In this project we implemented 3 models.
- Pre-trained LDM Model
- cGAN using AFHQ dataset
- cGAN BERT model usiing COCO dataset
pip install transformers==4.19.2 scann kornia==0.6.4 torchmetrics==0.6.0
pip install git+https://github.com/arogozhnikov/einops.git
The file contains all the code that is necessary to run the model. It doesnt require additional file
- Load the code in colab and run Inferencing_LDM.ipynb cells
- run cgan_afhq.ipynb
Dataset can be downloaded from below menioned link https://www.kaggle.com/datasets/andrewmvd/animal-faces
This project implements a Conditional Generative Adversarial Network (GAN) to generate images based on textual descriptions. The model uses a pre-trained BERT model for text encoding and a deep convolutional neural network for the generator and discriminator.

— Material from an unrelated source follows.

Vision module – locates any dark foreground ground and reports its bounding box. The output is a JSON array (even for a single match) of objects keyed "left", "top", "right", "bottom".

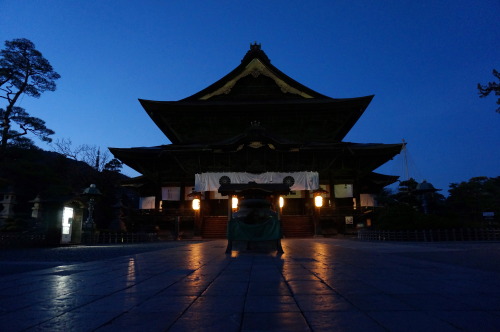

The model is trained on the COCO dataset, specifically the train2017
subset along with its annotations. The COCO dataset contains images with corresponding textual descriptions (captions).
https://cocodataset.org/#download
2017 Train Images is used in this project. It has roughly 118k images and is about 18 GB in size.
- BERT-Based Text Encoder: Uses a pre-trained BERT model to convert text descriptions into feature vectors.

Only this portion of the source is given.